Haynes Lab:Notebook/RNA-seq of PcTF Transfected U2OS & SK-N-SH cell lines/2016/07/24: Difference between revisions

Major Aims

1. U2OS-PcTF and U2OS-TF stable cell lines ChIP-PCR on (1) PcTF, (2) H3K27me3, (3) H3K4me3, and (4) PolII before, during, and after PcTF expression at endogenous enhancer(s)

Update: Dr. Haynes has ordered primers (check this). Cell lines are being split into plates by Rene and Ben. Looks like the U2OS-TF line is not growing.

To do: Check U2OS-PcTF cell line and split into T-75 for Rene.

2. Dox dose curve followed by flow cytometry and qRT-PCR on gene panel (subset of 8 genes + GAPDH + PcTF); also do this for TF cell line if possible

Update: KAH126-U2OS cells were split into two 12-well plates. Dox induction began at 5pm today. Will harvest cells for flow cytometry, RNA extraction and cDNA synthesis on 7/28.

Order more of the RNA extraction kit.

3. qRT-PCR experiments with TF control plasmid, on U-2 OS, SK-N-SH and K562 cell lines.
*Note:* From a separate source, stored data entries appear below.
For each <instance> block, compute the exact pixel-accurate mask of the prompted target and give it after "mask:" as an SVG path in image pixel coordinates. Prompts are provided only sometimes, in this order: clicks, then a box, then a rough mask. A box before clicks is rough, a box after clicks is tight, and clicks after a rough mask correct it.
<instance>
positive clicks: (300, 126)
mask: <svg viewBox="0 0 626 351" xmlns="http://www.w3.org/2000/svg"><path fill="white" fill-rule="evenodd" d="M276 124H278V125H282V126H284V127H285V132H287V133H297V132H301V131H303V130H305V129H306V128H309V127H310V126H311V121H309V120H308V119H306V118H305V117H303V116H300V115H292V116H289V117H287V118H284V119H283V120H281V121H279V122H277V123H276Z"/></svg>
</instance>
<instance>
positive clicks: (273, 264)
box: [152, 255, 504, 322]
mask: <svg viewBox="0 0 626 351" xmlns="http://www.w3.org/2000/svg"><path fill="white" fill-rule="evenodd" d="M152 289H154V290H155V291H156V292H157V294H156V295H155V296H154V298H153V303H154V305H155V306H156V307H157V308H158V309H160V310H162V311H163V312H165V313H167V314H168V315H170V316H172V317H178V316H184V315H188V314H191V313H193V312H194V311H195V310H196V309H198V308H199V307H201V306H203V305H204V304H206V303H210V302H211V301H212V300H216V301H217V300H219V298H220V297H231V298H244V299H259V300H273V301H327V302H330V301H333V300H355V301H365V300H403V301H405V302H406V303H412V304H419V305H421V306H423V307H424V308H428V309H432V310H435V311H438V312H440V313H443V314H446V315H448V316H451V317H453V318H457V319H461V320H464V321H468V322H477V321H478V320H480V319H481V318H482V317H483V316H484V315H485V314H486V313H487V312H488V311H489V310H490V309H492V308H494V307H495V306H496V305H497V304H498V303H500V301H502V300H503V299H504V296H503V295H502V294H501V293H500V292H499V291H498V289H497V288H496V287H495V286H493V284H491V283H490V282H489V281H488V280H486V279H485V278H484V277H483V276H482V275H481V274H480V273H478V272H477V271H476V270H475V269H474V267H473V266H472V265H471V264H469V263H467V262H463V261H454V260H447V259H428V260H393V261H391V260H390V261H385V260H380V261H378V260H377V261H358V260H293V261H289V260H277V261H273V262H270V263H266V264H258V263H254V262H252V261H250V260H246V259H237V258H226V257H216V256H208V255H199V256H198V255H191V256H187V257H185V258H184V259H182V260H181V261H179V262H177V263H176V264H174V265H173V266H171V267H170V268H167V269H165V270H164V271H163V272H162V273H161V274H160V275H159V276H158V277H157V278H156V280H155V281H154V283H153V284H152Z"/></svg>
Cannot select stables because PcTF is toxic. Try normalizing to PcTF levels. Include CDKN2A.

Update: don't know status of U2OS cells, need to check on that. Also need to make more KAH132_MV2 plasmid. Transforming DH5α-T cells overnight, will start liquid culture tomorrow afternoon.
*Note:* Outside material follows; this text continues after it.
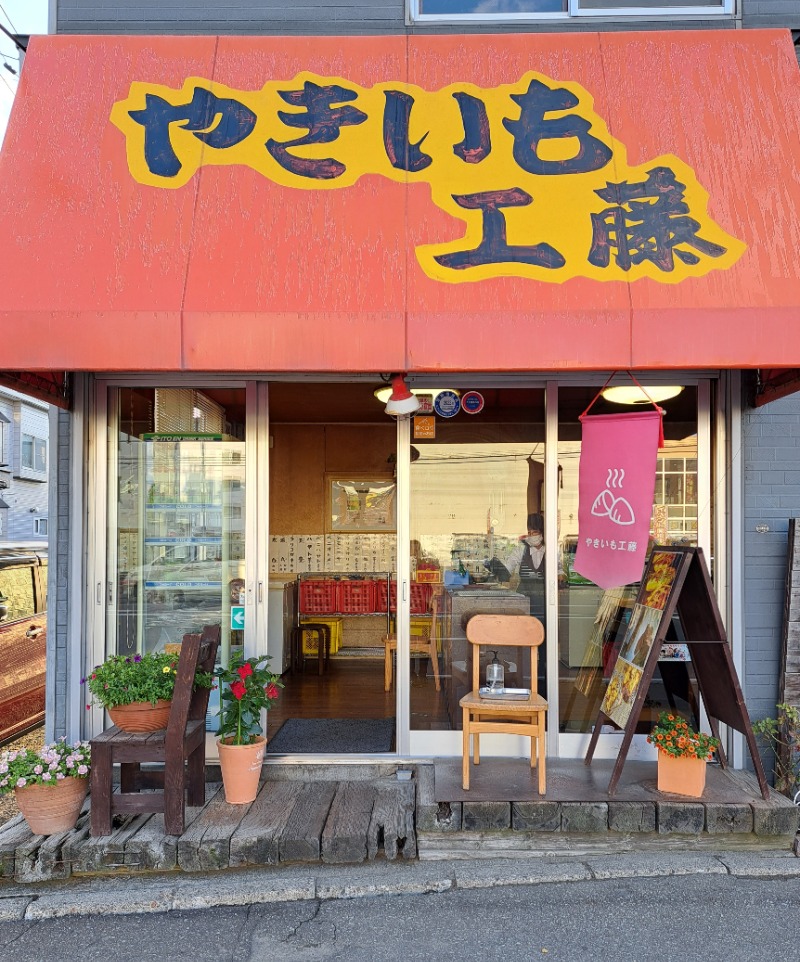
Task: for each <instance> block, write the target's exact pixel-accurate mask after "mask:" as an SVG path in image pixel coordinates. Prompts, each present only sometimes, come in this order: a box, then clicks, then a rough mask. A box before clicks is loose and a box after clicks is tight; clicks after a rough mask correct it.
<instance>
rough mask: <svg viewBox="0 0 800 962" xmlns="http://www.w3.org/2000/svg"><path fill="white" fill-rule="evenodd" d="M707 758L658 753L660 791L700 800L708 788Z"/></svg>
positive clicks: (661, 791) (659, 790)
mask: <svg viewBox="0 0 800 962" xmlns="http://www.w3.org/2000/svg"><path fill="white" fill-rule="evenodd" d="M707 765H708V762H707V761H706V759H705V758H691V757H689V756H676V755H668V754H667V753H666V752H659V753H658V790H659V791H660V792H667V793H668V794H670V795H688V796H689V797H691V798H699V797H700V796H701V795H702V794H703V791H704V789H705V787H706V767H707Z"/></svg>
Check for levels of probes, order more if needed.

4. Another round of RNA-seq: (1, 2) U2OS-PcTF cells no-dox, (3, 4) U2OS-PcTF cells +dox ...and for good measure (5,6) U-2OS delta-TF (transient)

Update: KAH126-U2OS cells were induced on Friday, and U-2OS cells were transfected with KAH132 on Friday. Visible expression in both plates (see below).

KAH126-U2OS, 48 hours post induction.

Well 1:

Well 2:

Well 3:

U-2 OS transfected with KAH132_MV2, 48 hours post transfection.

Well 1:

Well 2:

Well 3:

Will harvest two KAH126 +dox wells, two KAH126 no dox wells, and two U-2OS + KAH132-MV2 transfection wells on 7/26. Will also take photos prior to harvesting for RNA-seq.